Ma i soccorsi non sono mai partiti: le autorità italiane avrebbero individuato l’imbarcazione, ancora più vicina alle coste libiche e avrebbe chiesto l’intervento delle autorità di quel Paese. Costoro avrebbero detto di aver già tratto in salvo un’imbarcazione. Questo ha probabilmente fatto perdere tempo prezioso in un rimpallo di responsabilità su cui ora si discute da più parti. Un dato è certo: nessuno è intervenuto. Anche se per ore si sono succedute mail, telefonate, allarmi, richieste di interventi. Tutti sapevano che in mare c’erano tre imbarcazioni. Solo una era stata intercettata dai libici. Un’altra aveva lanciato inutilmente l’allarme. Non si sa ancora cosa sia accaduto a un’altra barca con 40 persone a bordo che pare sia stata messa anch’essa in mare nella serata del 20 aprile.

Nel pomeriggio di giovedì le prime imbarcazioni arrivate sul posto hanno intercettato decine di cadaveri.

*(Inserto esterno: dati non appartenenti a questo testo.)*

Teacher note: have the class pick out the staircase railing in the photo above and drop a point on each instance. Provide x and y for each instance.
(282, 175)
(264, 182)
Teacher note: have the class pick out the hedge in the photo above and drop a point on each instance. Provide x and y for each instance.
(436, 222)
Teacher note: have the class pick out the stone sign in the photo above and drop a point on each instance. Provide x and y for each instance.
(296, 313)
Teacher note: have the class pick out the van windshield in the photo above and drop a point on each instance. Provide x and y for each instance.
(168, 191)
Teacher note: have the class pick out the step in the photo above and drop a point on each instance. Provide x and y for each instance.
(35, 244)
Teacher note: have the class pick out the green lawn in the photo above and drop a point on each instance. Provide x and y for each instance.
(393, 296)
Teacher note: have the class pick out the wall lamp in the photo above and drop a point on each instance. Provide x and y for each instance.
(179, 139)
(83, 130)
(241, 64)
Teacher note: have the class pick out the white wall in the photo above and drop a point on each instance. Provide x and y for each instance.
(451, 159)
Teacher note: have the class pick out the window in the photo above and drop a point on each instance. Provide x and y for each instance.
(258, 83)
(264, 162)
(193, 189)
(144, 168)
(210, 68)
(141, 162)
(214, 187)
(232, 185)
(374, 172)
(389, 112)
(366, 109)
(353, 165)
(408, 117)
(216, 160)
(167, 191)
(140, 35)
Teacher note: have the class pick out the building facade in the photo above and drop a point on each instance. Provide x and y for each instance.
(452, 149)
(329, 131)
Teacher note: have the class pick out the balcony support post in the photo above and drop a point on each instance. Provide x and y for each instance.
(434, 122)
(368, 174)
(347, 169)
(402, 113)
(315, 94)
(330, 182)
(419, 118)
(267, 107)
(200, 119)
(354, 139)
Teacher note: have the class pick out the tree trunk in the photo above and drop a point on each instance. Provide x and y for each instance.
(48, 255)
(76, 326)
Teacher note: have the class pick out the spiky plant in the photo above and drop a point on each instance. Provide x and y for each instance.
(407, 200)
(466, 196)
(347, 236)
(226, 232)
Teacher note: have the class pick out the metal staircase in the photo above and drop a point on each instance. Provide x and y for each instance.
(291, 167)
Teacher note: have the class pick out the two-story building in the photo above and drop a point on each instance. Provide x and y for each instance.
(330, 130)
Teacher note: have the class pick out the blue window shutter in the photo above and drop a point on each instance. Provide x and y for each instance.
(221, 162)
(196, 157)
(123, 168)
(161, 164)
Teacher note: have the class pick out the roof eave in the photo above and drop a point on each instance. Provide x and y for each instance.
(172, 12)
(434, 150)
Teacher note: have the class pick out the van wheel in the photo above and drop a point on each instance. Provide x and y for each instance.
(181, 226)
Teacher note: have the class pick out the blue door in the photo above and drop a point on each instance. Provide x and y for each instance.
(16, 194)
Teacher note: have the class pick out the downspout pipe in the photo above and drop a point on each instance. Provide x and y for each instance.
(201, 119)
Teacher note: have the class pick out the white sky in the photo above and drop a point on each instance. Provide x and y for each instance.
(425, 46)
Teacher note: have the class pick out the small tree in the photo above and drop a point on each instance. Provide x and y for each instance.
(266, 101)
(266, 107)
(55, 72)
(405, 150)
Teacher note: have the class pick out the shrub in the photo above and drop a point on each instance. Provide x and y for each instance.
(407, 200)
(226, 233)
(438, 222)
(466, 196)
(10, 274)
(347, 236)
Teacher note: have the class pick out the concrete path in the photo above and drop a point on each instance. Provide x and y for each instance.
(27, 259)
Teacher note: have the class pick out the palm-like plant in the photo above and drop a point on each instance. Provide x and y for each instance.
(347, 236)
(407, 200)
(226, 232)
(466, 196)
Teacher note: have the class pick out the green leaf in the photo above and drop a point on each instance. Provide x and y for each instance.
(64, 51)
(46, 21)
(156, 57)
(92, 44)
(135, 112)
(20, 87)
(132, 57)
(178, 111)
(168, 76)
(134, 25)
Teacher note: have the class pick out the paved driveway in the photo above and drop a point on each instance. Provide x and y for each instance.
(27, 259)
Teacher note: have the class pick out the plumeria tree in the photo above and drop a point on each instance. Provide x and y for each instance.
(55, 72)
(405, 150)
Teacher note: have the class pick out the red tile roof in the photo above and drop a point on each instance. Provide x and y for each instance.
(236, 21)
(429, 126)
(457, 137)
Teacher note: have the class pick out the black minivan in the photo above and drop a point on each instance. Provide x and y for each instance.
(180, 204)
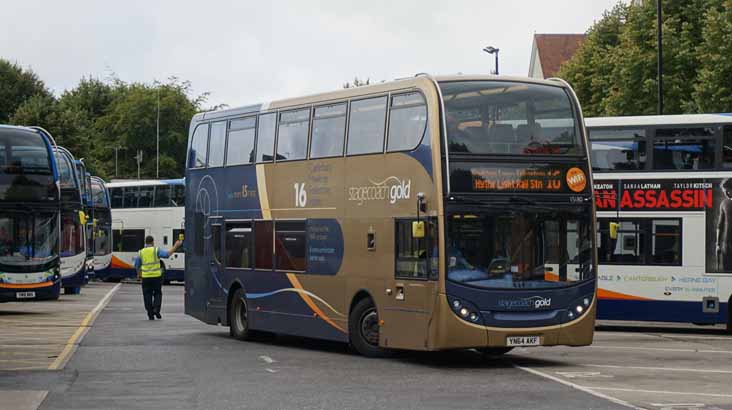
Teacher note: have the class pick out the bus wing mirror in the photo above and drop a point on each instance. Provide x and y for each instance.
(614, 230)
(418, 229)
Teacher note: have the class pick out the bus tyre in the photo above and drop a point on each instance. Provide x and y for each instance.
(363, 329)
(239, 317)
(494, 351)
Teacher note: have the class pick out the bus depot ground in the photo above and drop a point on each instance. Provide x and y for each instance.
(97, 350)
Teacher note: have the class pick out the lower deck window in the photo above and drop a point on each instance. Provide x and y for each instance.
(640, 242)
(290, 249)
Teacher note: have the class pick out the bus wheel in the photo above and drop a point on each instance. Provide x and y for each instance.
(238, 316)
(494, 351)
(363, 329)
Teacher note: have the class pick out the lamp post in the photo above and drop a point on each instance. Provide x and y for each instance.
(493, 50)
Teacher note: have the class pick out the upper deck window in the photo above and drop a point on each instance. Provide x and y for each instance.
(499, 117)
(683, 148)
(618, 149)
(407, 121)
(366, 130)
(329, 129)
(292, 137)
(265, 137)
(199, 147)
(240, 147)
(216, 145)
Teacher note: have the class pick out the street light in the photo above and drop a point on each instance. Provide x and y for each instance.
(493, 50)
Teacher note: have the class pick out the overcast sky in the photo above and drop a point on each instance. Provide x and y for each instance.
(244, 52)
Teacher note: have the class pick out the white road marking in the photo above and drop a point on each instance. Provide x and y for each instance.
(578, 387)
(671, 369)
(677, 393)
(659, 349)
(267, 359)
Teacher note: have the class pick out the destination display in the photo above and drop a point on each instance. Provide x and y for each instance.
(534, 178)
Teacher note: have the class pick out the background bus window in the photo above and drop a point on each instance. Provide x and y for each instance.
(329, 130)
(131, 195)
(128, 240)
(146, 196)
(263, 245)
(627, 249)
(290, 249)
(117, 195)
(239, 245)
(199, 147)
(217, 144)
(176, 236)
(407, 121)
(618, 155)
(265, 137)
(666, 242)
(727, 147)
(178, 193)
(240, 145)
(292, 135)
(216, 243)
(162, 196)
(683, 148)
(415, 257)
(366, 129)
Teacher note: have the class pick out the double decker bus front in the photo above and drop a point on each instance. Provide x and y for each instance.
(29, 216)
(519, 242)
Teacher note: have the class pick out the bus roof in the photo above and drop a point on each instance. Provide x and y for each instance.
(144, 182)
(647, 120)
(402, 83)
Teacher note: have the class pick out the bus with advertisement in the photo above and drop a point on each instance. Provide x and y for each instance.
(141, 208)
(663, 188)
(102, 227)
(73, 224)
(426, 213)
(29, 215)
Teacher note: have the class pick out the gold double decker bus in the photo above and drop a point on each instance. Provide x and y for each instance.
(426, 213)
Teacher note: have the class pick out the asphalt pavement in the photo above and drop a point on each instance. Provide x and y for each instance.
(128, 362)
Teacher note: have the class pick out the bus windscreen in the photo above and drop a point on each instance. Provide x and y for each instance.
(512, 118)
(520, 248)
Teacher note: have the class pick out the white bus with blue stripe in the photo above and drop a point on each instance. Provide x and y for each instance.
(141, 208)
(665, 183)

Gli operatori della Ocean Viking di Sos Mediterranee raccontano cosa hanno trovato: alcuni con i giubbini di salvataggio o con i salvagente che facevano galleggiare quei corpi ormai senza vita da ore. Le immagini sono durissime, raccapriccianti. Sul posto giungono anche tre mercantili.

Ora si cerca di recuperare i corpi, ma solo pochi sono già stati trovati. Gli altri rischiano di rimanere inghiottiti tra le onde. Si perpetua il triste rito della ricerca di cadaveri quando si è omesso di cercarli da vivi.

Sorgono gli interrogativi attorno al ruolo della nuova Guardia costiera libica, che utilizza imbarcazioni ed equipaggiamenti donati dall’Italia, che addestra anche i suoi uomini a Gaeta, ma che viene controllata dal governo libico e dai suoi consiglieri turchi. La Libia avrebbe dovuto attivare per prima l’intervento perché le barche erano ancora in prossimità delle sue coste. Non lo ha fatto a causa delle difficili condizioni meteo. Ma anche Italia e Malta non sono intervenuti. E pare che nella zona sia transitato anche un aereo di Frontex.

Numerose le prese di posizione del mondo politico dopo l’ennesima tragedia del mare. Si chiama in causa il ruolo dell’Europa e degli stati membri che questa volta hanno fallito. La portavoce dell’Oim, l’organizzazione dell’Onu per i migranti, Safa Mshli ha detto: «Gli Stati si sono rifiutati di agire per salvare la vita di oltre 100 persone. Hanno supplicato e inviato richieste di soccorso per due giorni prima di annegare nel cimitero del Mediterraneo. È questa l’eredità dell’Europa?». Altre prese di posizione in Italia: Matteo Salvini afferma che quei morti pesano sulla coscienza dei buonisti, altri richiamano alle condotte omissive che anche il nostro Paese avrebbe messo in atto.

L’ennesima tragedia questa volta chiama in causa delle oggettive responsabilità per comportamenti omissivi. Quelle persone potevano essere salvate e sono state lasciate morire, facendo trascorrere inutilmente ore e giorni. Per questo si può parlare di “strage” e non di “disgrazia”. Questo è inaccettabile.

Si cercherà di ricostruire sempre meglio la sequenza degli allarmi, delle richieste, dei dinieghi.

Ciò che non si potrà più fare è riportare in vita quegli uomini e quelle donne annegati nel mare.